时间:2025-05-27 08:11:48  作者:金一块
  待铃兰取了金簪回来,怜秋见皇后娘娘取了金簪过来,极其自然的簪在他头上。
  怜秋任她动作着,不敢动弹。
  “这簪子配你倒是好看。”皇后娘娘掩唇轻笑。
  怜秋长得本就明艳,穿得又是他当日为了撑场面和聂希棠一同去芙羽居买的华丽衣裳,在簪上这琉璃金簪倒真是愈发显得金尊玉贵起来。
  “皇后娘娘谬赞了。”怜秋不好意思道。
  皇后轻笑道:“本宫说得都是实话,这琉璃金簪当年陛下送予本宫时,本宫便想着日后要送给希棠的妻子,现在看来本宫的眼光实在是好。”

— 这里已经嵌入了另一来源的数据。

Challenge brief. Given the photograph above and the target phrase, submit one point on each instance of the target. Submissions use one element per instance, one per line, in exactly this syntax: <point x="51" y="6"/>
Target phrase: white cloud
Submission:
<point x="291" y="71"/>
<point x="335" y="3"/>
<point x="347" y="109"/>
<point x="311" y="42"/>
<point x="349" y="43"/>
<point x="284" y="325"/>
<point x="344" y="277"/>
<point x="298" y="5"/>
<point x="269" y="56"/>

  说着,皇后又瞥了一眼聂景晏,意有所指道:“晏儿,你今日莫非是空着手来的?”
  聂景晏:……
  他抬了抬手指,身后的太监便拿着一个木盒递到怜秋跟前。
  “里头的东西是容娘準备的,我不晓得有什么,你自己看。”
  皇后娘娘接话道:“容娘是他正妻,你日后可以唤声大嫂。”
  怜秋点了点头,很是乖巧的接过了盒子,客气道:“多谢大哥大嫂。”
  聂景晏听到后身子一怔,有些不自在的动了动,含糊不清的应道:“嗯。”
  见怜秋没有立时打开,皇后娘娘轻笑道:“容娘平日里最是得体,她给的东西不会差。”
  “是,”怜秋笑弯了眼:“大嫂用心了。”
  怜秋和皇后又说了一会儿话后,没多久聂希棠便赶了过来。
  “儿臣见过母后,大哥,让你们忧心了。”
  聂希棠朝二人行礼道。
  “棠儿!”
  皇后倏地站起身子,激动的站起身,几步走到聂希棠跟前,上下打量了几番后,才抖着嗓子道:“没事便好,没事便好。”
  “莫担心,”聂希棠安慰皇后,“儿臣好着呢。”
  聂景晏坐在椅子上,沉默片刻,才冷哼一声道:“好歹保住了命,没蠢到底。”
  “大哥。”聂希棠看他一眼,两人几乎一样的凤眸对在一处,他轻声道谢:“我不在京这段时间,你费心了。”
  聂景晏脸上闪过一丝不自在,冷嗤道:“你也晓得,早些把活儿都接回去,恰好容娘一月前怀了,我也好留出时间照顧她。”
  “大嫂怀孕了?”聂希棠惊讶道。
  皇后娘娘捂唇笑道:“是,都怀三个月了。”
  聂希棠点头:“那真是巧了,不过大哥照顧莫把人越照顧越累,索性还是找有经验的嬷嬷看顧。”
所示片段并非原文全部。